When a driver is both unlicensed and uninsured, a victim is often left with little recourse. For some this is counter-intuitive, after all, a person without a license is driving illegally, and therefore automatically at fault, right?

While there are criminal consequences for driving without license or while uninsured (or even under-insured) none of these conditions equal automatic fault.

No License

Only roughly two-thirds of the population carries a driver’s license. While people in rural communities are likely to find this shocking, in cities it is more common to utilize public transit and to live in areas where driving is less commonly needed.

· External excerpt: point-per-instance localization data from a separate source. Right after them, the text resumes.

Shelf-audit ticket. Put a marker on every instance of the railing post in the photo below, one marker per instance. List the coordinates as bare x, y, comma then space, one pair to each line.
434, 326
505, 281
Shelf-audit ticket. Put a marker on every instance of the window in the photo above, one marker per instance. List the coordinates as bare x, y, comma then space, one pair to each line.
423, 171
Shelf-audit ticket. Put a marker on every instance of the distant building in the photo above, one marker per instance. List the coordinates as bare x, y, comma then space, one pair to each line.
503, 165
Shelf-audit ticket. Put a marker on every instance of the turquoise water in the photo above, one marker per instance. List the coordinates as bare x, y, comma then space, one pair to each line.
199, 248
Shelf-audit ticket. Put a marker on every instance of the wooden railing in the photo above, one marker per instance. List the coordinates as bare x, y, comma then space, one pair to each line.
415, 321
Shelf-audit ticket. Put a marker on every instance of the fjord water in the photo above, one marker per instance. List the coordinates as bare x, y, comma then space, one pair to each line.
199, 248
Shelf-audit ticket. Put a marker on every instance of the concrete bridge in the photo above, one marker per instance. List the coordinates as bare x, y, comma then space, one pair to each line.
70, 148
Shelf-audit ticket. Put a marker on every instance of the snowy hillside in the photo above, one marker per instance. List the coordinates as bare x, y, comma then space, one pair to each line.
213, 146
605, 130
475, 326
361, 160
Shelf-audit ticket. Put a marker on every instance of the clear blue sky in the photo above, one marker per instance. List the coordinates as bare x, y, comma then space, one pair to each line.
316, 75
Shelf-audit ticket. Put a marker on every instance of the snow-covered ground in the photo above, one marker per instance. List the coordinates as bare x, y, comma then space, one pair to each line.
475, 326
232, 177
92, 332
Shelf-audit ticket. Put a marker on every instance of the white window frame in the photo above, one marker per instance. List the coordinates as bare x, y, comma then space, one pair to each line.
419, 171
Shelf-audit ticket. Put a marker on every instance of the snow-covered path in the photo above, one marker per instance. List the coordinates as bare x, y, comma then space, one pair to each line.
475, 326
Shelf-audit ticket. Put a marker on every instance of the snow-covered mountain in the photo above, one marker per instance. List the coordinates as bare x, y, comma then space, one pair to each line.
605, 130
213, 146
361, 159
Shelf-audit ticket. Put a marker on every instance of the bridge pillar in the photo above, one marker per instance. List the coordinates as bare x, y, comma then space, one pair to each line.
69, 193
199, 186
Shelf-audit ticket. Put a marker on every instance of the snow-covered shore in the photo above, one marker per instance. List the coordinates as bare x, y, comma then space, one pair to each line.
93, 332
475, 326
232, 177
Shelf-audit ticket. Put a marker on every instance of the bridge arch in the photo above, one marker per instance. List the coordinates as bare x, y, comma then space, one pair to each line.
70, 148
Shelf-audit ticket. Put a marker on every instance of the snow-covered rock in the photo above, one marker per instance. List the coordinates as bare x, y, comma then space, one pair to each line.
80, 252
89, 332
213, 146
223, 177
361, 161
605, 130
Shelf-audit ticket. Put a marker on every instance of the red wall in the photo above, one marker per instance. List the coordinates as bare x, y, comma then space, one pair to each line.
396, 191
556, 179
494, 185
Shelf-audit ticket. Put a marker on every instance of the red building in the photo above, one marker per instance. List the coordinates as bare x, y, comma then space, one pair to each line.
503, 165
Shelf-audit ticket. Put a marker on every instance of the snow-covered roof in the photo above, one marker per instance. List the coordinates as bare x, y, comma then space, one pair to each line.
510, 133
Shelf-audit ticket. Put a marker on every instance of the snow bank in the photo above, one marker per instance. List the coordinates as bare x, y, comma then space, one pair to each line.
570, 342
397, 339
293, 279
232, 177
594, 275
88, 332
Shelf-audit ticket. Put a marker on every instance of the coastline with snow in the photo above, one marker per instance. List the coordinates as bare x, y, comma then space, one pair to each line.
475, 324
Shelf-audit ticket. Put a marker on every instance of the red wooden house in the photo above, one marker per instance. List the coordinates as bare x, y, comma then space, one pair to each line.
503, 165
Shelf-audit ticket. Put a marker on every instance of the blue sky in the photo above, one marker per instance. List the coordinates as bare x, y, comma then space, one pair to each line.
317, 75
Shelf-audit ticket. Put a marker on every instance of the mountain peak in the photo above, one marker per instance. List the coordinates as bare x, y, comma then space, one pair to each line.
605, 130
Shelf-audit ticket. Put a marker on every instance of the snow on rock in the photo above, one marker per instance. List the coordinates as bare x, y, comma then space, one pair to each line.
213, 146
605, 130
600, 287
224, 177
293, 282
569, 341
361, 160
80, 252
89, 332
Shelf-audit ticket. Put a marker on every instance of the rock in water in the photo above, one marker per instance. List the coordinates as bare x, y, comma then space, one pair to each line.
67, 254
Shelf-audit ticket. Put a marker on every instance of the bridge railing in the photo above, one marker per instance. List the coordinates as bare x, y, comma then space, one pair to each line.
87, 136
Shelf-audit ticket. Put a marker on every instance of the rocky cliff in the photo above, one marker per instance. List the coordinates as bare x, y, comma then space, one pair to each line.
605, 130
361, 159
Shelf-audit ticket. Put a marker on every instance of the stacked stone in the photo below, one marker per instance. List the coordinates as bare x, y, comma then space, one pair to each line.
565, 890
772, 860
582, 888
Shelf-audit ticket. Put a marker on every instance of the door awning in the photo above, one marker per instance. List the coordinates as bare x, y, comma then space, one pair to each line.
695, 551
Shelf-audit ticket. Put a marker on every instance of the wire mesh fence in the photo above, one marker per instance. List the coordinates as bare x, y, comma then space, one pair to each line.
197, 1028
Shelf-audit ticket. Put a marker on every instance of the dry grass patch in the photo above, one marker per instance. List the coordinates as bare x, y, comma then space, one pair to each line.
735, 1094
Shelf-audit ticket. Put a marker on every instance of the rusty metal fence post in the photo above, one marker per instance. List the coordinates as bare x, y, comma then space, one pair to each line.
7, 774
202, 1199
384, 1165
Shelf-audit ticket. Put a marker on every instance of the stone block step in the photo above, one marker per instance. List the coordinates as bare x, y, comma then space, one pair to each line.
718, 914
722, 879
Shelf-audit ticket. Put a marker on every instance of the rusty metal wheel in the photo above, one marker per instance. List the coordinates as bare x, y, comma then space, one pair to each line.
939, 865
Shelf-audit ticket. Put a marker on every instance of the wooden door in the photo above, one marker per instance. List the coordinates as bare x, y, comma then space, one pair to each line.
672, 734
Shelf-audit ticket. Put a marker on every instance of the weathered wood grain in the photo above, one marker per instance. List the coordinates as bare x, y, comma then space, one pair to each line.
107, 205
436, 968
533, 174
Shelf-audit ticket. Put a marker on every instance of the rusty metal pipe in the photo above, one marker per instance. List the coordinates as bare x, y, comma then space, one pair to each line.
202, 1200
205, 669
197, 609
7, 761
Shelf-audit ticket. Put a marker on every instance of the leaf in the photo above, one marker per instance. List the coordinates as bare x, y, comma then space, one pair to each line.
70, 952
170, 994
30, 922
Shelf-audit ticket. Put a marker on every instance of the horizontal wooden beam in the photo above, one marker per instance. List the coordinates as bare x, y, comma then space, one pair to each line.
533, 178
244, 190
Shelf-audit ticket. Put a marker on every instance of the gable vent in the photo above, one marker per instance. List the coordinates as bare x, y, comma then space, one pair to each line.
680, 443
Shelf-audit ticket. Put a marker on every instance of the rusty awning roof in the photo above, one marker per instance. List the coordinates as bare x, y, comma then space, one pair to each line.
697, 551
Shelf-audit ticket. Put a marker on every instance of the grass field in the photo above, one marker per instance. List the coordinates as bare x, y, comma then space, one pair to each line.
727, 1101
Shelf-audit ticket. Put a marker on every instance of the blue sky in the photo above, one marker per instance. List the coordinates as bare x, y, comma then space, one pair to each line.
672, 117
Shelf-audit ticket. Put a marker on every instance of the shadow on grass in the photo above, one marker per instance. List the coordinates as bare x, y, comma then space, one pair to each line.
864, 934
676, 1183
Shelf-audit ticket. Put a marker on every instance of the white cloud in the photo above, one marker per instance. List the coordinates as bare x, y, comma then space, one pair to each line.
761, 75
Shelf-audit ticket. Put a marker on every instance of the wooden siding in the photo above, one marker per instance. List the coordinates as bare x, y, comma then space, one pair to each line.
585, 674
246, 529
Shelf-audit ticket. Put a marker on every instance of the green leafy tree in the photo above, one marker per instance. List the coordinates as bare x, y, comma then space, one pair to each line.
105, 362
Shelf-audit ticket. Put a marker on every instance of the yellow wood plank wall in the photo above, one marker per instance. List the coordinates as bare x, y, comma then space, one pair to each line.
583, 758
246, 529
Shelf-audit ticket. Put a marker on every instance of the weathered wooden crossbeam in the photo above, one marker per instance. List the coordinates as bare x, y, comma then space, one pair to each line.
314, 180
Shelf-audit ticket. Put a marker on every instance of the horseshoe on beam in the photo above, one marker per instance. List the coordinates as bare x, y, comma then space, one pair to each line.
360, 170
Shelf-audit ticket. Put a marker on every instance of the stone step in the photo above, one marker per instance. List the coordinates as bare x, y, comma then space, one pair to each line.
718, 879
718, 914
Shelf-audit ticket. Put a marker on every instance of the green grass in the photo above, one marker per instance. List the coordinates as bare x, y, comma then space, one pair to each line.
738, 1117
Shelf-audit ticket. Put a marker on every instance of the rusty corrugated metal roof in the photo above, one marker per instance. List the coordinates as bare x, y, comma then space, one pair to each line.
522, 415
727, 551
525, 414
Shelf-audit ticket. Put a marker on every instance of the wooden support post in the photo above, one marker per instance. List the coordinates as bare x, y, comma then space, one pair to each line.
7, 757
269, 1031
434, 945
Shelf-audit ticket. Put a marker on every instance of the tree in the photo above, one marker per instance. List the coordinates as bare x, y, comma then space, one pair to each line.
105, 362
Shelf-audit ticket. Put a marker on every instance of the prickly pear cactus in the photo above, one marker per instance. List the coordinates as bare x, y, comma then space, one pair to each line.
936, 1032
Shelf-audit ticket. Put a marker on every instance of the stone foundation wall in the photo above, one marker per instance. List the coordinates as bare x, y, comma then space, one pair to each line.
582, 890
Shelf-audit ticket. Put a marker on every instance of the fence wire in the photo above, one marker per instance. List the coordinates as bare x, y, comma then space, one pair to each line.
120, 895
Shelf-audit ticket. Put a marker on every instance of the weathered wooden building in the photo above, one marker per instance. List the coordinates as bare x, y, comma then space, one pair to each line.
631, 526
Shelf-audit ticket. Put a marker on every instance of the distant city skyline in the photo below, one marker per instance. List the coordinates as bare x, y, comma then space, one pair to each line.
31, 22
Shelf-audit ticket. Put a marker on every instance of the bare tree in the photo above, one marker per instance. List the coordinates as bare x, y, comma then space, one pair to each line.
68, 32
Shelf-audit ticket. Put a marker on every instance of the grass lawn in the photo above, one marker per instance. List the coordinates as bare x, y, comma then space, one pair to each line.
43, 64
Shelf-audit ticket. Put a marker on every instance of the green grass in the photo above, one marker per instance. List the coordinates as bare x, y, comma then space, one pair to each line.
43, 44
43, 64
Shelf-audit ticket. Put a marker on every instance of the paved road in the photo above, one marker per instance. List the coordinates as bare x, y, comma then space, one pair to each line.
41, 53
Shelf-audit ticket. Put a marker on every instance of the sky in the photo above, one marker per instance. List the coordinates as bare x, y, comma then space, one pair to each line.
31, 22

Studies conducted by AAA indicate that unlicensed drivers account for 18.2% of fatal crashes. While this number is troubling, statistically it is lower than the population of unlicensed drivers overall.

When in an accident with an unlicensed driver, they are negligent but that does not always extend to being at-fault.

A driver with a suspend or revoked license may still have insurance. However, that insurance provider is likely to balk at paying for damages caused by an unlicensed driver. Some go so far as to have policies suspended when the license does so.

No (or Too Little) Insurance?

Insurance coverage is meant to pay for damages and provide a quick way to access funds to compensate and repair. When no insurance is held, or too little coverage exists, this leaves an accident victim in desperate spot.

Typically, a victim is able to pursue a civil case and sue the at-fault party rather than their insurance company. However, when the uninsured driver has no resources to draw from, courts can do little to produce cash that doesn’t exist. Small weekly payments can be ordered but unless the uninsured has access to some means, these compensatory charges are unlikely to do much.

Uninsured Motorist Benefits

Knowing that one or both of the above situations are likely to occur, insurance companies created an uninsured motorist benefit to policies.

This may be an additional charge or a component of a policy. Either way, the purpose is to have a victim’s own insurance cover the costs of repairs and injury to help the motorist.

Maryland is a “tort liability” state. This means that the at-fault party is responsible for paying for damages. If a victim’s own insurance is footing the bill this is not an admittance of fault but a safeguard against a niche problem.

It is possible, and wise, to use uninsured motorist benefits while seeking a case against an uninsured driver.

Find Answers

When filing a claim with one’s own insurance company, it’s required to inform insurers that others involved have no insurance. Failure to report this causes problems that slow down any compensatory process.